The starting of a brand new period in life sciences analysis

“We do research in structural biology,” says Bjorn Wallner, professor at Linköping University and head of the boinformatics division. “That involves trying to find out how the different elements that make up a molecule are arranged in three-dimensional space. Once you understand that, you can develop drugs to target specific molecules and bind to them.”

Most of the time, analysis is coupled to a illness, as a result of that’s when you possibly can resolve a direct drawback. But typically the bioinformatics division at Linköping additionally conducts pure analysis to attempt to get a greater understanding of organic buildings and their mechanisms.

The group makes use of AI to assist make predictions about particular protein buildings. DeepMind, a Google-owned firm, has executed work that has given rise to a revolution in structural biology – and it depends on supercomputers.

DeepMind developed AlphaFold, an AI algorithm it educated utilizing very massive datasets from organic experiments. The supervised coaching resulted in “weights”, or a neural community that may then be used to make predictions. AlphaFold is now open supply, out there to analysis organisations, resembling Bjorn Wallner’s group at Linköping University.

“We can use Berzelius to get a lot more throughput and break new ground in our research. Google has a lot of resources and can do a lot of big things, but now we can maybe compete a little bit”
Bjorn Wallner, Linköping University

There continues to be an enormous quantity of uncharted territory in structural biology. While AlphaFold affords a brand new method of discovering the 3D construction of proteins, it’s solely the tip of the iceberg – and digging deeper will even require supercomputing energy. It’s one factor to grasp a protein in isolation, or a protein in a static state. But it’s a wholly totally different factor to determine how totally different proteins work together and what occurs after they transfer.

Any given human cell incorporates round 20,000 proteins – they usually work together. They are additionally versatile. Shifting one molecule out and one other one binding a protein to one thing else are all actions that regulate the equipment of the cell. Proteins are additionally manufactured in cells. Understanding the essential equipment is necessary and may result in breakthroughs.

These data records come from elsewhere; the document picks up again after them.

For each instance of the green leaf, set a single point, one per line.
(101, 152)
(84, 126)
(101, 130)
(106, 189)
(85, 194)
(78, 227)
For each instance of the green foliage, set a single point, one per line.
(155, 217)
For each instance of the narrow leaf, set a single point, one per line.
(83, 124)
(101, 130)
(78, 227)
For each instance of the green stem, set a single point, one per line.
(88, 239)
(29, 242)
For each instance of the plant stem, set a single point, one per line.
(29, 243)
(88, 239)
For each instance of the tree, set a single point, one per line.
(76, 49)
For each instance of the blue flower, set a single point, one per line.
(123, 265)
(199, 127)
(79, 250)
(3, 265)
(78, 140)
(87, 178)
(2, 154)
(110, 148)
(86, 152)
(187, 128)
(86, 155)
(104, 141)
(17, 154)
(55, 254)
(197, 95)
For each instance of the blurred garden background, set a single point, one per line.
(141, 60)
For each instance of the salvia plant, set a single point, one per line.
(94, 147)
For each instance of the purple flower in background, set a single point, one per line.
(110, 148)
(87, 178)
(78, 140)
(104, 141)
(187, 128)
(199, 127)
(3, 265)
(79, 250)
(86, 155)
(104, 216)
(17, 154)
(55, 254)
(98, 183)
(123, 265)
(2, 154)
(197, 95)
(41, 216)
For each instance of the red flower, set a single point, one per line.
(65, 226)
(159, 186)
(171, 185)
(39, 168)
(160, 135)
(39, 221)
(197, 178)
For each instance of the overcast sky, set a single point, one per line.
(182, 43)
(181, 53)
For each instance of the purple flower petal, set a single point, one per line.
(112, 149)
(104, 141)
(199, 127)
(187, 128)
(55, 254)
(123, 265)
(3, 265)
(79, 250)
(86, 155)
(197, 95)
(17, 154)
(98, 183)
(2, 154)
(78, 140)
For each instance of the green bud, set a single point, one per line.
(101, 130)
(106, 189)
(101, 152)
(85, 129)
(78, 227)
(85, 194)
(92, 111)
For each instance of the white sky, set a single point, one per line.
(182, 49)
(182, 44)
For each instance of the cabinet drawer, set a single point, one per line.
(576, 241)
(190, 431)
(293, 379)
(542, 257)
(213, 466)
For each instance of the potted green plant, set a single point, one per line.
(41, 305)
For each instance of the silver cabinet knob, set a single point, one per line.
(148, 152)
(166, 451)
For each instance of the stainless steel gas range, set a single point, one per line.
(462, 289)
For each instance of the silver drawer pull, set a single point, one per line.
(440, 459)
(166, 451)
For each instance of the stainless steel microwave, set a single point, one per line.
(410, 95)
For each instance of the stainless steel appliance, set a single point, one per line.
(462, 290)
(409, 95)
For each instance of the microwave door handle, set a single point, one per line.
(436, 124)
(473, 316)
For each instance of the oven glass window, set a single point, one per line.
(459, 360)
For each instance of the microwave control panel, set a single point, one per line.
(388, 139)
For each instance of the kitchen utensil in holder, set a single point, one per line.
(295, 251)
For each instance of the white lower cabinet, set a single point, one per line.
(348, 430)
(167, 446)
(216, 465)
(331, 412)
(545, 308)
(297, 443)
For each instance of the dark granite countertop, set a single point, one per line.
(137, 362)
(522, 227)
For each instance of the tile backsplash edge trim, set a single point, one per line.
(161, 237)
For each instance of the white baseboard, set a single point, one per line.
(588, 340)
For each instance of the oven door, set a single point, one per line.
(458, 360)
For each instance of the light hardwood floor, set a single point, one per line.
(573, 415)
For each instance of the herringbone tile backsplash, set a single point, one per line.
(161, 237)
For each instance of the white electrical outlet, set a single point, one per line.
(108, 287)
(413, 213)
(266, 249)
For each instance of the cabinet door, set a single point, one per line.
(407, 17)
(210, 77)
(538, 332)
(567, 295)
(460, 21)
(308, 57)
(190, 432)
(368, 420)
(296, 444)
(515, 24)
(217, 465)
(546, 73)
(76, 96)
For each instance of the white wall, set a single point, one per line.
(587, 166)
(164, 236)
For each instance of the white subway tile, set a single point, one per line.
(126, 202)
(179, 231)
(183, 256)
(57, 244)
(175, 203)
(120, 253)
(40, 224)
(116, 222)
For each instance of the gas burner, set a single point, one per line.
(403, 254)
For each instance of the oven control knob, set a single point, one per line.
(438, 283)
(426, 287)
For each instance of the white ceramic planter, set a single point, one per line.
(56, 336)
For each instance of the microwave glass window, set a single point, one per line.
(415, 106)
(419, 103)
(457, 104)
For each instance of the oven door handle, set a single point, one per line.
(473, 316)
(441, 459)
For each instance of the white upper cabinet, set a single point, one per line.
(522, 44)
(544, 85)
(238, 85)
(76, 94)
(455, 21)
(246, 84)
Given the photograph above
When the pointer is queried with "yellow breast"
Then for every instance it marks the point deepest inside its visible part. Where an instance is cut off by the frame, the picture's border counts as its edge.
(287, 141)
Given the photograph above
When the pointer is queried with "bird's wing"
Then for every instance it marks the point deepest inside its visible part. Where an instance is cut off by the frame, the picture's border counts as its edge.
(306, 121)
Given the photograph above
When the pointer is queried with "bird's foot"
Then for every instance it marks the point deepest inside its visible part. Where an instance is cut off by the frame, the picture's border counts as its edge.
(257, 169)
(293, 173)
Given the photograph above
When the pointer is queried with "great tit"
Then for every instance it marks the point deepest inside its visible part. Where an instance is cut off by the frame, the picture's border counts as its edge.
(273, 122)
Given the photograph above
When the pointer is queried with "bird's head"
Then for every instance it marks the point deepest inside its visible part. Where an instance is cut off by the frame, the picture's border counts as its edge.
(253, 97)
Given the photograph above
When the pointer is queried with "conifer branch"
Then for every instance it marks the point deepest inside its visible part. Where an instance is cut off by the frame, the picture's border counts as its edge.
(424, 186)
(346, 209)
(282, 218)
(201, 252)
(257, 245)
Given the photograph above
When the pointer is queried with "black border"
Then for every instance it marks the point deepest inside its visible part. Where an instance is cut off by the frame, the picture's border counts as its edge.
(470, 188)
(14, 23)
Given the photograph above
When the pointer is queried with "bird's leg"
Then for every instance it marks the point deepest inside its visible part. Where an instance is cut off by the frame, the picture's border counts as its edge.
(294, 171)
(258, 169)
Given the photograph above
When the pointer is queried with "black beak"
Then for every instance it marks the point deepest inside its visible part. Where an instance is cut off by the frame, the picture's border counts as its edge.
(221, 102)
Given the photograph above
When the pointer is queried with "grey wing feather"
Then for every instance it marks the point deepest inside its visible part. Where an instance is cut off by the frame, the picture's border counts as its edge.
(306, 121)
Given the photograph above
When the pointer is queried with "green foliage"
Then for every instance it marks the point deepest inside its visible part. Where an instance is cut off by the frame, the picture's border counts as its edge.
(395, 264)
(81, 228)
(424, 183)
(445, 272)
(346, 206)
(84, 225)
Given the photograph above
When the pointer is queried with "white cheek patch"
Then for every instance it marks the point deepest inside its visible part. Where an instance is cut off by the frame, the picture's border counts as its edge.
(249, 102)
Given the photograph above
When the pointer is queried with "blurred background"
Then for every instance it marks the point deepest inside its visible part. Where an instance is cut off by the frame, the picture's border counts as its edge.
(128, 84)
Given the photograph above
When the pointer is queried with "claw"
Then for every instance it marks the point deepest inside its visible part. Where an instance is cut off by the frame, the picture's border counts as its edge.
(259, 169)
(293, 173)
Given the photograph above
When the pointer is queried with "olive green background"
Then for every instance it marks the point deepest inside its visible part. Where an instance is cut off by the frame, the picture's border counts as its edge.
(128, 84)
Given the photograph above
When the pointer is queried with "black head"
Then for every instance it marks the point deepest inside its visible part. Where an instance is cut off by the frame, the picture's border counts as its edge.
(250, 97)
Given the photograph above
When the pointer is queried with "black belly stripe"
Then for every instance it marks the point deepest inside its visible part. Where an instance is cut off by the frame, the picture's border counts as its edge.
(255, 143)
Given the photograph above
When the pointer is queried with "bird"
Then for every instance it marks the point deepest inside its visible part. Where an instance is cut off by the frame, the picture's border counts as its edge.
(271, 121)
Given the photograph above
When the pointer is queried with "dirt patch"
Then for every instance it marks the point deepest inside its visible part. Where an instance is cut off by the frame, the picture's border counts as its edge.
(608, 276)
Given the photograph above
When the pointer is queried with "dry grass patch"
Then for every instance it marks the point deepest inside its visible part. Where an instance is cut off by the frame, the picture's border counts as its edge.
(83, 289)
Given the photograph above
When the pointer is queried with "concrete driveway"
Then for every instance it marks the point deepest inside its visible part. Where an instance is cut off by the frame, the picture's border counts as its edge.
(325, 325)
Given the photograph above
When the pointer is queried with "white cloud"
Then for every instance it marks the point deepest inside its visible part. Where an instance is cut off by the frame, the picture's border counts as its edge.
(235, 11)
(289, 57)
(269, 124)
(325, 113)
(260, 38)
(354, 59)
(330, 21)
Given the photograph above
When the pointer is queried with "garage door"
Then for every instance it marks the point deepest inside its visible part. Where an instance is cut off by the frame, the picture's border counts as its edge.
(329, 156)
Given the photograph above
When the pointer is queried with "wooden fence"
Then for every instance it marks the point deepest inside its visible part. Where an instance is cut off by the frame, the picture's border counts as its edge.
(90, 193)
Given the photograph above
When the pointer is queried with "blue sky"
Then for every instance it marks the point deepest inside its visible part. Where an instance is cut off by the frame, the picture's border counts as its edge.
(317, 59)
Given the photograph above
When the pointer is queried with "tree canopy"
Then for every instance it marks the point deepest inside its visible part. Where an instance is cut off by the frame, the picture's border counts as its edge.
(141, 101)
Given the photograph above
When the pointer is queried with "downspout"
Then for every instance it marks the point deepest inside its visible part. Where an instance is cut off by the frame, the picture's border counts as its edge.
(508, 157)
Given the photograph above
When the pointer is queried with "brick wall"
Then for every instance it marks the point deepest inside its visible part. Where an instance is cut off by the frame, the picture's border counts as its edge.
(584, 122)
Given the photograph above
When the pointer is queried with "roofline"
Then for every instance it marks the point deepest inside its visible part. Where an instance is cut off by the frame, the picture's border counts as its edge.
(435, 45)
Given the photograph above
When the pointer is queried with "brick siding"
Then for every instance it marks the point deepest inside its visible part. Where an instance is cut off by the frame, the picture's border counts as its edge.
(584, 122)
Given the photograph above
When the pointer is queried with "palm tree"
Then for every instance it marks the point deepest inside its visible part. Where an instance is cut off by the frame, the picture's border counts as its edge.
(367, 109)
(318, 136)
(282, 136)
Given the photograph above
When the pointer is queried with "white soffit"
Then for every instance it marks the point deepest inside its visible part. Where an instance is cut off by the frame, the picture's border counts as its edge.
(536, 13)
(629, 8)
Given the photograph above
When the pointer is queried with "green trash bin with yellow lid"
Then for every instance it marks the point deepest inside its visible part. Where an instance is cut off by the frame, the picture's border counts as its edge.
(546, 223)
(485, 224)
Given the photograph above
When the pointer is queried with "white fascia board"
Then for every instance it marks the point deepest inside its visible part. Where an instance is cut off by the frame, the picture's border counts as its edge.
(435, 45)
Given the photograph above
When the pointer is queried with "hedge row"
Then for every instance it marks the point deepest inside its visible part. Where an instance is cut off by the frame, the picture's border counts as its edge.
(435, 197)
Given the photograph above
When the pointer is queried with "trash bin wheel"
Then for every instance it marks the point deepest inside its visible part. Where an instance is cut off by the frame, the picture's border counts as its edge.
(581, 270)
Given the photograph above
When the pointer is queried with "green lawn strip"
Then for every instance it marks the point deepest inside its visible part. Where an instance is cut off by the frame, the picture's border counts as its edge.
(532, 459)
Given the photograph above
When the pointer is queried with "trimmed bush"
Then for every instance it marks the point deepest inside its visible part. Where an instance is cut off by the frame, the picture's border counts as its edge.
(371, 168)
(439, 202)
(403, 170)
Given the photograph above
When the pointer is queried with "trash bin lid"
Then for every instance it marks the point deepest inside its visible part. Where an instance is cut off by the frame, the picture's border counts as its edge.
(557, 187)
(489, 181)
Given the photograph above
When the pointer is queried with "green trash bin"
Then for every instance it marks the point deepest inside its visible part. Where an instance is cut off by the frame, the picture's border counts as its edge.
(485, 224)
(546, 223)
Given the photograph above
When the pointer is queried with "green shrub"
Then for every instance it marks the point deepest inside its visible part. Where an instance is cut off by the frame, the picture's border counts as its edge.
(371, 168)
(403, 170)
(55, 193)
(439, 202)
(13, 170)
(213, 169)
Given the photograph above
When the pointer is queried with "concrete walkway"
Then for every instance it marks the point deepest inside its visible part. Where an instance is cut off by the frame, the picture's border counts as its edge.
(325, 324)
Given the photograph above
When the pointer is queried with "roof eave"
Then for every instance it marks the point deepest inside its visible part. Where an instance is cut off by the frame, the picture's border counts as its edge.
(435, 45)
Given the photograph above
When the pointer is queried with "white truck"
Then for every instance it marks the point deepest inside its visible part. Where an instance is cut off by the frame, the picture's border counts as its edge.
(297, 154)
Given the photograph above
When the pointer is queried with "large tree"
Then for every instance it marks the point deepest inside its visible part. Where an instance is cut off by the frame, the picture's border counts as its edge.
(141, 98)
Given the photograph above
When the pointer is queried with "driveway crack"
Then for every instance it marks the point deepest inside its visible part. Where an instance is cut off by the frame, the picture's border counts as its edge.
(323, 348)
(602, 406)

“Now we can use Berzelius to get a lot more throughput and break new ground in our research,” says Wallner. “The new supercomputer even offers us the potential to retrain the AlphaFold algorithm. Google has lots of sources and may do lots of massive issues, however now we will perhaps compete just a little bit.

“We have just started using the new supercomputer and need to adapt our algorithms to this huge machine to use it optimally. We need to develop new methods, new software, new libraries, new training data, so we can actually use the machine optimally,” he says.

“Researchers will expand on what DeepMind has done and train new models to make predictions. We can move into protein interactions, beyond just single proteins and on to how proteins interact and how they change.”